I've been working with my own local yucca, Yucca glauca, also known as Great Plains yucca, for many years, especially enjoying the flowers. Unlike some species of yucca, Great Plains yucca develops nonfragrant flowers, the petals of which are quite waxy in texture when raw. I've enjoyed the flowers of yucca in more traditional preparations with eggs, as well as in soups and stir-fries. Until recently, my favorite way to prepare yucca flowers has been to steam the petals, and then preserve them as one would an oil pickle like artichoke hearts.
This year, while reading an older cookbook about Mexican herbs, I caught sight of one short sentence that instructed to add a spoonful of flour to steamed yucca flowers, and pan-cook the mixture as patties. I tried this method and was slightly off-put by the glueyness created by the flour. However, the flavor of the yucca in flour, particularly where it had browned, was undeniably good.
The next day, I took the recipe in a slightly different direction. I seasoned steamed yucca petals well with salt, pepper and onion powder. Then, instead of adding flour and attempting to make cakes, I added dried bread crumbs, and put the crumble into a hot pan coated with some oil. Once browned, the yucca and bread crumb mixture was easily the best yucca preparation I'd tasted. The flowers were still succulent and sweet, and their slight bitterness was enhanced by extra savory flavors added through the golden bread crumbs. This preparation of yucca flowers can be used in a number of ways. It's good enough to stand alone as a side dish, and it makes an excellent pasta topping. My favorite way to use yucca flowers sautéed with bread crumbs is to make quesadillas with queso Oaxaca.
I've also used the crunchy bread crumb and yucca combo successfully in a dish that comes as close as I can to turning yucca into stuffed artichoke -- yucca flower gratin. You can always tell I've been binge-watching Jacques Pepin when I have the urge to stuff all of my wild edible plants into a gratin. Nobody at my table complains, however, because gratins are both classic and a tastebud-friendly way to serve foraged produce.
Yucca Flower Gratin
Prep time: 30 minutes
Cook time: 15 minutes
Total time: 45 minutes
Yield: 4 servings
6 cups yucca petals
1 1/2 cups fresh bread crumbs
1 shallot, minced
1/2 cup finely grated Pecorino Romano cheese
3 teaspoons chopped fresh herbs such thyme, parsley and chives
1/4 teaspoon garlic powder
3 tablespoons olive oil, divided
1/8 teaspoon salt
1/2 cup finely grated Pecorino Romano cheese
1. Begin by steaming the yucca petals just until they turn translucent and pale green, 1 to 2 minutes. Let them cool to room temperature.

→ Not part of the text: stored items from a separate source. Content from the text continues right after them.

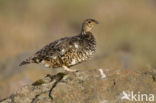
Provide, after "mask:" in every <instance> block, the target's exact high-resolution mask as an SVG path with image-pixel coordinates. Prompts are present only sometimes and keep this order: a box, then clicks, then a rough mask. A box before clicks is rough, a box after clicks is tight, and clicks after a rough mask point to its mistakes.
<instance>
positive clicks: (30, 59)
mask: <svg viewBox="0 0 156 103" xmlns="http://www.w3.org/2000/svg"><path fill="white" fill-rule="evenodd" d="M30 63H33V60H32V58H31V57H29V58H28V59H26V60H24V61H22V62H21V63H20V64H19V66H22V65H26V64H30Z"/></svg>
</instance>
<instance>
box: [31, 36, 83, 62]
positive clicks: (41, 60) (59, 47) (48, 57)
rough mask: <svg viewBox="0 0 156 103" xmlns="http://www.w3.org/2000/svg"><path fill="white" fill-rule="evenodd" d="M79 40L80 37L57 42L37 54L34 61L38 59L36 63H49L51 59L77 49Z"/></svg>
mask: <svg viewBox="0 0 156 103" xmlns="http://www.w3.org/2000/svg"><path fill="white" fill-rule="evenodd" d="M79 39H80V38H79V37H78V36H74V37H65V38H62V39H59V40H56V41H54V42H52V43H50V44H49V45H47V46H45V47H44V48H42V49H41V50H39V51H38V52H36V53H35V56H34V60H35V59H37V60H35V61H36V62H38V63H39V62H41V61H42V60H46V61H49V60H50V59H51V58H55V57H59V56H62V55H64V54H65V53H66V52H67V51H68V50H69V49H71V48H72V49H77V46H78V45H79V43H80V42H79Z"/></svg>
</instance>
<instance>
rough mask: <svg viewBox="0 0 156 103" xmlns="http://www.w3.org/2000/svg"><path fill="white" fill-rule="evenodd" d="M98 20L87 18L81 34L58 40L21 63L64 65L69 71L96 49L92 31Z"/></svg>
mask: <svg viewBox="0 0 156 103" xmlns="http://www.w3.org/2000/svg"><path fill="white" fill-rule="evenodd" d="M95 24H98V22H97V21H96V20H94V19H86V20H85V21H84V22H83V23H82V29H81V32H80V34H78V35H76V36H72V37H64V38H61V39H59V40H56V41H54V42H52V43H50V44H48V45H46V46H45V47H44V48H42V49H41V50H39V51H38V52H36V53H35V54H34V55H33V56H32V57H29V58H28V59H26V60H24V61H23V62H21V64H20V66H21V65H25V64H30V63H37V64H39V63H41V64H43V65H44V66H45V67H47V68H59V67H63V68H64V69H65V70H67V71H71V72H73V71H75V70H71V69H69V68H70V67H71V66H73V65H76V64H79V63H81V62H83V61H86V60H87V59H88V58H89V57H91V56H92V55H93V54H94V53H95V51H96V41H95V38H94V36H93V34H92V32H91V30H92V29H93V27H94V26H95Z"/></svg>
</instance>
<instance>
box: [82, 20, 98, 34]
mask: <svg viewBox="0 0 156 103" xmlns="http://www.w3.org/2000/svg"><path fill="white" fill-rule="evenodd" d="M96 24H99V22H98V21H96V20H95V19H86V20H85V21H84V22H83V23H82V33H83V34H85V33H86V32H90V31H91V30H92V29H93V28H94V26H95V25H96Z"/></svg>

2. In a bowl, combine the bread crumbs, cheese, herbs, garlic powder, salt and a little freshly ground black pepper using a fork. Add 2 tablespoons of oil and continue stirring the mixture until the all of the bread crumbs appear to have been coated with the oil.
3. Heat a skillet over medium. Add the remaining tablespoon of oil. Sauté the minced shallot for 1 minute, then add the steamed yucca petals and a sprinkling of salt.
4. Add a large handful of the seasoned bread crumbs to the yucca petals, about 3/4 cup, and continue cooking the yucca, stirring frequently and scraping up stuck bits as needed, until they take on a deep medium brown color. Because the yucca is already cooked, you are simply looking to add a layer of flavor through the browning achieved by the Maillard reaction.
5. Remove the yucca from the heat. Evenly divide the browned yucca between four lightly greased 8-ounce ramekins. Top each ramekin full of yucca with what remains of the seasoned bread crumbs.
6. Place the ramekins under the broiler of an oven just until the bread crumbs turn an irresistible shade of brown, 3 to 5 minutes. Let cool for 5 minutes before serving.